= Earl Leland Smith =

Earl Leland "Smitty" Smith (1895–1973) worked in aviation from his first flight in 1921 to his retirement in 1952. He worked as a pilot, flight instructor, and mechanic for numerous aviation companies throughout his career. He was also a tester for the National Bureau of Standards and an investigator for the Civil Aeronautics Board. Smith died in November 1973.

Smith is best known for commandeering the first rail-air flight across the US. He flew over mountains, which was a path deemed dangerous at the time, to demonstrate that a flight-rail path from East to West Coasts was possible.

He partnered with Bud Baker, another pilot, and started an airline: "It was in August 1929 that Bud and I started what is now United Air Lines."

His first accident occurred on September 1, 1931. Skillful at both flying and repairing planes, Smith was a pilot for major airlines like Eastern Air Transport and Condor Peruana de Aviniacion and a founder of his own mechanic shop in the early 1930s.

== Professional life ==
Smith began his aviation career in the early 1910s as a mechanic for Tony Jannus.

Smith began as a flight instructor in 1924, after founding his own company in Springfield, Illinois. In 1925, Smith moved to Marshall, Missouri, and became a mechanic specializing in motor maintenance while continuing his work as a flight and rigging instructor with the Nicholas-Beazley Airplane Company. From 1928 to 1929, Smith worked for the Newark Flying Service in New Jersey, where he restored airplanes.

=== Aviation reporting ===
From 1941 to 1952, Smith worked as a safety investigator for the Civil Aeronautics Board; he served in Detroit for five years and in Minneapolis for six years. During his time as a safety investigator, he testified in several hearings, including as an expert in a Montana 1942 accident report, stating how several factors combined—rain, wind, slag piles, and runway materials—could have caused the accident.

As an investigator, Smith flew from Detroit, Michigan, to Trammel, Kentucky, to investigate the crash scene of an American Airlines DC-3 airplane on June 28, 1943. The pilot of the crashed plane was veteran pilot B. A. Carpenter; four crew members and 16 passengers died, and two individuals survived.

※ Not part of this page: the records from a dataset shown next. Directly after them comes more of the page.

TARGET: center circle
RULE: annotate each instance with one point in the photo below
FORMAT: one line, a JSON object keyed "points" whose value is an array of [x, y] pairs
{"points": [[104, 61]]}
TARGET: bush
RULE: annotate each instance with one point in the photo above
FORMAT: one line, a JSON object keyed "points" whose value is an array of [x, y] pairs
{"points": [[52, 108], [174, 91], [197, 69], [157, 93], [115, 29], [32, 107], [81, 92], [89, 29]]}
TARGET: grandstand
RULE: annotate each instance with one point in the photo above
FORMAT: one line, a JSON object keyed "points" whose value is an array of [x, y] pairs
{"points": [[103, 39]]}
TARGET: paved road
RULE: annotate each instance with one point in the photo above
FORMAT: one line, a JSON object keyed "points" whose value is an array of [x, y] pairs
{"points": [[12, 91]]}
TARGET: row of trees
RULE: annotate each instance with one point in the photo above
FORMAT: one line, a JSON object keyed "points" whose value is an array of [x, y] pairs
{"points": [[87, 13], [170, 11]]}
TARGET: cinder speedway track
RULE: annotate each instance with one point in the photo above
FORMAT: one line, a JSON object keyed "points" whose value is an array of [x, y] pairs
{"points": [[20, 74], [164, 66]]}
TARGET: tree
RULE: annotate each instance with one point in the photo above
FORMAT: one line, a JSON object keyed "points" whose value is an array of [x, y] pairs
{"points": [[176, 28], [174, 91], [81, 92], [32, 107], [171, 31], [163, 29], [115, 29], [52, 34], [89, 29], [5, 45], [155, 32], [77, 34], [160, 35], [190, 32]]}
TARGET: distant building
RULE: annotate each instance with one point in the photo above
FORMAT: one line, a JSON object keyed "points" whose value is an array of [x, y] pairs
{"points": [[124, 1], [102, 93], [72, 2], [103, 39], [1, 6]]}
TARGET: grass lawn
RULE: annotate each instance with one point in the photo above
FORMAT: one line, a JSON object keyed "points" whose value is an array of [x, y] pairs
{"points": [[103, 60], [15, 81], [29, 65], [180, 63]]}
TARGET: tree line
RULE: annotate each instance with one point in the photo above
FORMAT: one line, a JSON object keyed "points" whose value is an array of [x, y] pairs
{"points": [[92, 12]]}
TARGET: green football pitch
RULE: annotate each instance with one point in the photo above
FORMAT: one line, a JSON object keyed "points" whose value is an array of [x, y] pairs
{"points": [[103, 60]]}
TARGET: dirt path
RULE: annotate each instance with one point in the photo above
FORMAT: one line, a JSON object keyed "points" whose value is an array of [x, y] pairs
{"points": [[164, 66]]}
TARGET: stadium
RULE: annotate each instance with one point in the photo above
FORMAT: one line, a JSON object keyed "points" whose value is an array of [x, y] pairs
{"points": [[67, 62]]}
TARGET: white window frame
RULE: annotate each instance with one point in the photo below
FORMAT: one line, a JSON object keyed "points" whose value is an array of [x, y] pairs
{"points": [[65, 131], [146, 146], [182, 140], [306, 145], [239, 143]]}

Smith contributed records from his career in scrapbooks to the Smithsonian Institution in 1969.

=== Flying ===
During World War I, Smith applied for and was rejected by the U.S. Army Air Corp (later the U.S. Air Force) and instead began private flying lessons.

On June 11, 1921, Smith flew his first solo flight and began his career as a pilot in commercial aviation soon after.

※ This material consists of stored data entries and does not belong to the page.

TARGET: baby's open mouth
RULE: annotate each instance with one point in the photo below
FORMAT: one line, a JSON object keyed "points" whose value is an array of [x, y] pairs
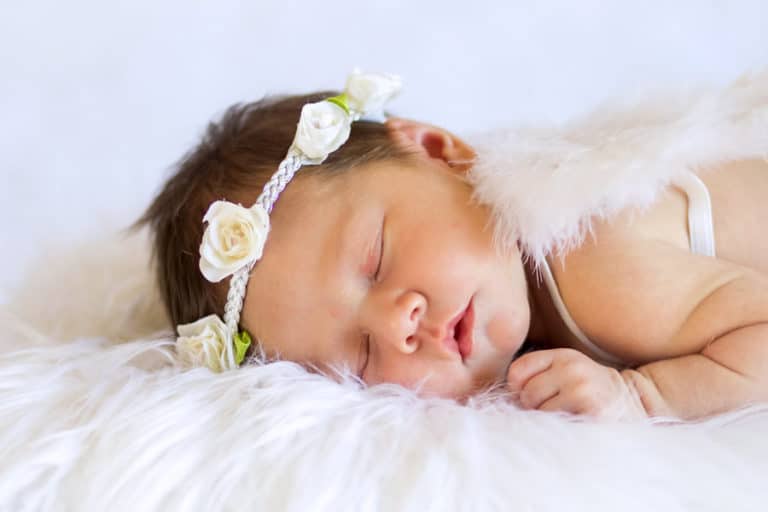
{"points": [[463, 331]]}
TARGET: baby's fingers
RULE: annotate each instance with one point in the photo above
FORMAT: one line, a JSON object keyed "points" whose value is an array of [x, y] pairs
{"points": [[526, 367], [538, 390]]}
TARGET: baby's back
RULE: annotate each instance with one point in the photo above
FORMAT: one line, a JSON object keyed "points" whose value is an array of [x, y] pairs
{"points": [[636, 289]]}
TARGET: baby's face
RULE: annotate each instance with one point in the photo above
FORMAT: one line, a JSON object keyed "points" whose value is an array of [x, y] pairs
{"points": [[389, 270]]}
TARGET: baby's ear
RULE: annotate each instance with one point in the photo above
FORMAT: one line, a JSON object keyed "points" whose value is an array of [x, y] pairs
{"points": [[432, 142]]}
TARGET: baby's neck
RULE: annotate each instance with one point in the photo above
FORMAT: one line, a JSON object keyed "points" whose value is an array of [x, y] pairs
{"points": [[537, 297]]}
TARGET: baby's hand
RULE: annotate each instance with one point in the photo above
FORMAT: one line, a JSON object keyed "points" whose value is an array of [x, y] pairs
{"points": [[564, 379]]}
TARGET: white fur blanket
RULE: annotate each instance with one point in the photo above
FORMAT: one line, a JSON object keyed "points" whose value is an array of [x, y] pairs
{"points": [[95, 415]]}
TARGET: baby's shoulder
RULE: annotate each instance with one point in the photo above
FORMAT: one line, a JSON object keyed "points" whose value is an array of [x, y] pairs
{"points": [[633, 294]]}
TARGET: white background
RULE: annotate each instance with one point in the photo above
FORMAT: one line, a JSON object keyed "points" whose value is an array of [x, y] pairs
{"points": [[99, 99]]}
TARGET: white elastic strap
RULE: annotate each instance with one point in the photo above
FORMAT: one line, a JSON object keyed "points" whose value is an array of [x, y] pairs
{"points": [[701, 231], [549, 280]]}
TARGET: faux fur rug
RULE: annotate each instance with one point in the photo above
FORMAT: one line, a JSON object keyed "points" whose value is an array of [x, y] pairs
{"points": [[95, 415]]}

In 1929, Smith was hired to work for Clifford Ball, Inc., assigned to fly passengers over mountains from Cleveland to Washington, D.C. Later that same year, Smith piloted for Universal Airlines in the first national rail-air flight on June 14, 1929. Although his flight paths were declared dangerous, his national rail-air flights as well as his flights for Universal Airlines crossed the Appalachian mountains. Smith described his flights over the Appalachian mountains as a "zany and hare-brained" idea that "led directly to the opening of new vistas of vast promise for the aviation industry."

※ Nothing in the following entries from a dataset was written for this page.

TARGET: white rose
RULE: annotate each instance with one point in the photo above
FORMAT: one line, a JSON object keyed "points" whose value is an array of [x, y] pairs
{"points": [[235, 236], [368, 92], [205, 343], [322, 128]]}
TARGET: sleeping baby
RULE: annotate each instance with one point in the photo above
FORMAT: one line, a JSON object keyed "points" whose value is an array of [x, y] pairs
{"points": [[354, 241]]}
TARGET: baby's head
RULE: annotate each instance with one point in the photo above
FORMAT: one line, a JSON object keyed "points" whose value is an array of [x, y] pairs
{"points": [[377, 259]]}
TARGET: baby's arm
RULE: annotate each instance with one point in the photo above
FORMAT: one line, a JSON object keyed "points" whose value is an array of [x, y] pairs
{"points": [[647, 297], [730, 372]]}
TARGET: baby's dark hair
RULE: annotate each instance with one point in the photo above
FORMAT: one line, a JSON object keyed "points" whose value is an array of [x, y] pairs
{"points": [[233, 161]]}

In 1931, he experienced his first plane accident in Baltimore, Maryland, resulting in a crushed vertebra. After more than 2 months of recovery, "[Smith] continued flying for Ludington Airline and worked with the company until February 1933."

Smith's career in aviation brought him in contact with famous pilots such as Charles Lindbergh and Amelia Earhart. He roomed with Charles Lindbergh in 1924, when both were in St. Louis, Missouri, for air races, and he worked with Earheart when both were employed by Ludington Lines.

In 1935, the Bureau of Air Commerce granted Smith a certificate to run an aircraft repair shop without providing plans to the Department of Commerce. In 1938, Smith’s repair shop, located in Fairfax County, Virginia, was robbed of $500 worth of aircraft equipment.

Flying Assignments

During his flying career, Smith worked for the following companies (as noted in the Smith archives at The University of Texas at Dallas):
- Earl L. Smith's private flying service (1924–1925, 1927)
- Nicholas-Beazley Airplane Co. (1927–1928)
- Newark Flying Service (1928)
- Universal Airlines, Clifford Ball, Inc. (1929)
- Ludington Airline (1930–1933)
- Eastern Air Transport (1933)
- Condór Peruana de Aviación, Beckman Flying Service (1934)
- United States Airmail Service (1937)

== Personal life ==
Earl Leland Smith was married twice—first to Sarah E. Lammy Fitzgerald and then to Helen E. Koch Smith. When married to his first wife, Smith fathered one son (Paul Leo "Smitty" Smith) in 1919 and one daughter (Imogene M. Smith Hornback) in 1927.